Cosa vedevano mai in Gesù, allora, in quell’uomo, originario di una terra, la Galilea, da cui sembrava impossibile potesse spuntare ‘qualcosa di buono’? Un ‘povero uomo’ che non aveva alcuna potenza umana, come invece amano esibirla tanti del nostro tempo, che si fanno chiamare ‘grandi’? Un uomo che predicava la beatitudine della povertà in spirito ed era davvero povero, la beatitudine della misericordia e davvero accoglieva i peccatori, la beatitudine della fame di giustizia e davvero dava il pane a chi aveva fame, della persecuzione ed ‘aveva molti nemici’?

Com’era possibile riporre la fiducia in Lui? Cosa aveva di ‘grande’? Solo l’amore! Quello sì che era grande, ‘divino’, fino a dare la vita perché gli altri l’avessero ed in abbondanza.

Poteva Lui assicurare quella pace che allora la gente sperava su questa terra tormentata?

La giustizia, che non era facile trovare per le strade di Gerusalemme - allora, come oggi per le strade del mondo - ?

Eppure Gesù aveva sempre affermato: “Io sono il Principe della pace. Io vi do la mia pace”.

È la stessa domanda che, forse, si pone tanta gente, oggi: ‘Gesù merita la nostra fiducia, tutta la nostra fiducia’?.

Ma prima chiediamoci: ‘Di che pace parliamo?’. È forse Lui la pace che cerchiamo, o è ‘altro che venga dagli uomini’? Gesù non si lasciò montare la testa dal trionfo, che gli tributava la povera gente di allora, soprattutto i bambini; aveva davanti agli occhi il prezzo da pagare, per dare la Sua pace: la dolorosa passione e morte in croce sul Calvario.

Sapeva solo che l’Amore divino è un dono gratuito, fino all’ultima goccia di sangue e, non solo, è anche l’unica via per sconfiggere il male, ereditato da Adamo, e vincerlo non per una sola volta, per un solo periodo della storia, ma per me, per tutti gli uomini, per sempre.

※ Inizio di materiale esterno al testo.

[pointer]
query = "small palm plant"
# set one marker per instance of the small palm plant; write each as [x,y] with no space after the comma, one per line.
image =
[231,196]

Così Paolo, scrivendo ai Filippesi, descrive ‘questo’ Amore: “Cristo Gesù, pur essendo di natura divina, non considerò un tesoro geloso la sua uguaglianza con Dio, ma spogliò se stesso, assumendo la condizione di servo e divenendo simile agli uomini; apparso in forma umana umiliò se stesso facendosi obbediente fino alla morte e alla morte di croce. Per questo Dio lo ha esaltato e gli ha dato il nome che è al di sopra di ogni altro nome, perché nel Nome di Gesù ogni ginocchio si pieghi nei cieli, sulla terra e sotto terra, e ogni lingua proclami che Gesù Cristo è il Signore, a gloria di Dio Padre” (Fil 2, 6-11).

Ho sentito troppe volte una frase, che rivela la nostra sensazione di sconfitta di fronte al male, che serpeggia tra noi in mille forme, sempre nuove e terribili: “Crede lei nell’amore? Crede che la via dell’amore, della misericordia, della non-violenza, possa sconfiggere la violenza piccola o grande che sia, individuale o organizzata?”.

Pensando al grave livello a cui è giunta la violenza nelle guerre del mondo, o nelle organizzazioni criminali, o dentro le nostre stesse case, molti sono tentati di affidarsi ‘all’unica possibile soluzione’: la guerra preventiva, la repressione dura, l’eliminazione dell’avversario, la violenza come difesa personale.

Ed invece no. L’amore è la sola forma di pace, che si possa offrire all’uomo. Sempre.

Forse l’amore, può, come in Gesù, dover diventare sacrificio, martirio, ma è sempre un dare vita, che fa germogliare vita.

Oggi noi siamo vivi della resurrezione di Gesù.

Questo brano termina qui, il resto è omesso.